How to Install SAP Data Intelligence on-premise v3.0,3.1 on Microsoft Azure- Part 1 of 3
This is Part-1 of a 3-part blog post series on detailed a step-by-step installation of SAP Data Intelligence on-premise v3.0/3.1 on Microsoft Azure. Thank you Skugan Venkatesan, for helping me craft this blog post series!
This Part-1 blog post shall explain and help setup the systems required to start with SAP Data Intelligence installation.
The Part-2 blog post will cover the preparations on the Kubernetes cluster and the SLCB tool(Software Lifecycle Container Bridge).
The Part-3 blog post will explain the steps needed to expose SAP Data Intelligence for end user access.
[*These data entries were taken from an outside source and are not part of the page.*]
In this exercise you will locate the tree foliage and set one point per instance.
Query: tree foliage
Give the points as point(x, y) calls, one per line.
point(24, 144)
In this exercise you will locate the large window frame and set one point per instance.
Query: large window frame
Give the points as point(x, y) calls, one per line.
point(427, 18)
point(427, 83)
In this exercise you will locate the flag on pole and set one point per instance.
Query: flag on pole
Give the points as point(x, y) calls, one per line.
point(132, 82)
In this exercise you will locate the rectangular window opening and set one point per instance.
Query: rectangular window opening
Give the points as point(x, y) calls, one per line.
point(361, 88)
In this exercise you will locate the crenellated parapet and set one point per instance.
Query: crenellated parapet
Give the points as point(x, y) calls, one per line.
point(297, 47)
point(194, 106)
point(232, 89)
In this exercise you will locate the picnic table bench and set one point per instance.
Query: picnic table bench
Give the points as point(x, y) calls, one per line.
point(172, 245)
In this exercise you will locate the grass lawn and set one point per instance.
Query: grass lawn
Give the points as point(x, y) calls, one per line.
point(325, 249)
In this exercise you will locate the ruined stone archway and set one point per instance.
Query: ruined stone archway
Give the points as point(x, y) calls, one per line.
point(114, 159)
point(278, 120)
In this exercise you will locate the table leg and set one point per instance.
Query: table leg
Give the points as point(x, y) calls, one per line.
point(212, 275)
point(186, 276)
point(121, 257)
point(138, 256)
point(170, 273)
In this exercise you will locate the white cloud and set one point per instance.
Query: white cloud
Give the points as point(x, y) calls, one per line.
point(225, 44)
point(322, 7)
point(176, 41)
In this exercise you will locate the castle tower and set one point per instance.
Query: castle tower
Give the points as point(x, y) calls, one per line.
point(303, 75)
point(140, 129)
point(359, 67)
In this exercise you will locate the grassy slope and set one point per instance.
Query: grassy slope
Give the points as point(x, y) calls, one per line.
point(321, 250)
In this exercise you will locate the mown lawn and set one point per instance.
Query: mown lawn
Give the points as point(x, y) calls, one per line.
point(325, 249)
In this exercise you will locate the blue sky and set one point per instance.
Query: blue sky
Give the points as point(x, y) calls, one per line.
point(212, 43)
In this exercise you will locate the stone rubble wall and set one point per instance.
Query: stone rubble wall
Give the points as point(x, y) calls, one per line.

SAP Data Intelligence v3.0 and v3.1 handles deployment with containerization. The deployment target can be any Kubernetes cluster- this Kubernetes cluster can be a on-premise one or a cloud based one(AWS/Azure/GCP, etc.). The SAP Data Intelligence product is assembled together from various Docker images which in the installation process are mirrored from SAP’s registry.
To successfully follow the blog post and complete the installation, a basic understanding of the following topics is highly recommended:
- Cloud fundamentals (DNS, Networking, HTTP, Authentication, etc)
- Usage of following Azure cloud services:
- Azure Kubernetes Services
- Resource Groups
- Identity & Access Management: System assigned Managed Identity and Service Principal
- Load Balancer
- Virtual Networks- subnetting, CIDR blocks, inbound/outbound rules, etc
- Virtual Machines- opening ports,
- Kubernetes administration (Helm, Kubectl)
- NGINX Ingress controller for Kubernetes
- Putty/windows CMD with SSH/Azure CLI/Powershell
- Paid subscription to Microsoft Azure (Free account will not work, as the right virtual machines capable to run SAP Data Intelligence do not fall under the Free plan. Also in certain cases, the CPU max-limit of the selected region might also be breached)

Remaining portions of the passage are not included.